Wray returned to cable after Constantines cancellation, writing episodes of Kurt Sutter's The Bastard Executioner for FX, and the David Fincher series Mindhunter, a Netflix drama based on the works of legendary FBI profiler John Douglas. She then became a co-producer on the third and final season of The Leftovers and a producer on the second season of Westworld on HBO.

On May 4, 2017, HBO announced that Wray was one of four writers working on a potential pilot for a Game of Thrones spin-off. In addition to Wray, Max Borenstein, Jane Goldman, and Brian Helgeland were also working on potential pilots. Wray was working and communicating with George R. R. Martin, the author of A Song of Ice and Fire, the series of novels upon which the original series is based. Upon the announcement, Indiewire critic Ben Travers praised the idea of Wray as a writer for the ongoing adaptations: "Wray can nudge the franchise in a new direction, since Game of Thrones has been a boys' club for most of its journey thus far. Bringing in a female perspective is a great idea, especially with so many female characters to explore in a spin-off — and especially with a candidate like Wray readying a script." Then Game of Thrones showrunners D. B. Weiss and David Benioff would have also been executive producers for whichever project was picked up by HBO.
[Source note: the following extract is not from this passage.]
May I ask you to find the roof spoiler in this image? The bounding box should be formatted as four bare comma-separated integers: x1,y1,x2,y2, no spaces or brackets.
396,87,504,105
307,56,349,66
In 2018, Wray sold a feature film script based on the New York Times article "The Incarcerated Women Who Fight California's Wildfires" by Jaime Lowe, with Margot Robbie's Lucky Chap producing. She also began work on You Know You Want This, an anthology series based on Kristen Roupenian's short stories, for HBO.

Wray was a writer and Co-Executive Producer on Damon Lindelof's Watchmen.

==Works==

===Television===

| Year | TV series | Credit/role | Notes | Ref. |
|---|---|---|---|---|
| 2012–2015 | Mad Men | Staff writer | Episodes: "In Care Of", "Waterloo", "The Milk and Honey Route" Writers Guild of America Award for Dramatic Series (2016) Nominated — Writers Guild of America Award for Dramatic Series (2014-2015) Nominated — Gold Derby Award for Best Drama Episode of the Year (2014) |  |
| 2014 | Constantine | Writer | Episode: "The Saint of Last Resorts: Part One" |  |
| 2015 | The Bastard Executioner | Writer/story editor | Episode: "Behold the Lamb / Gweled yr Oen" |  |
| 2017 | The Leftovers | Writer/co-producer | Episode: "Certified" |  |
| 2017 | Mindhunter | Writer | Episode: "Episode 9" |  |
| 2018 | Westworld | Writer/producer | Episode: "Reunion", "Phase Space", "Kiksuya" Nominated — Emmy Award for Outstanding Drama Series (2018) |  |
| 2019 | Watchmen | Writer/co-executive producer | Episode: "Little Fear of Lightning" Writers Guild of America Award for New Series (2020) Nominated — Writers Guild of America Award for Dramatic Series (2020) |  |
| 2022 | DMZ | Writer/co-executive producer | Episodes: "Advent", "The Good Name" |  |

===Film===

| Year | Title | Credit/role | Notes | Ref. |
|---|---|---|---|---|
| TBA | An Innocent Girl | Writer | Berlanti-Schechter Films/Netflix; with Michael Mohan and Marc Guggenheim |  |

== Personal life ==
She lives with her husband, Aaron Fili, in New York, New York.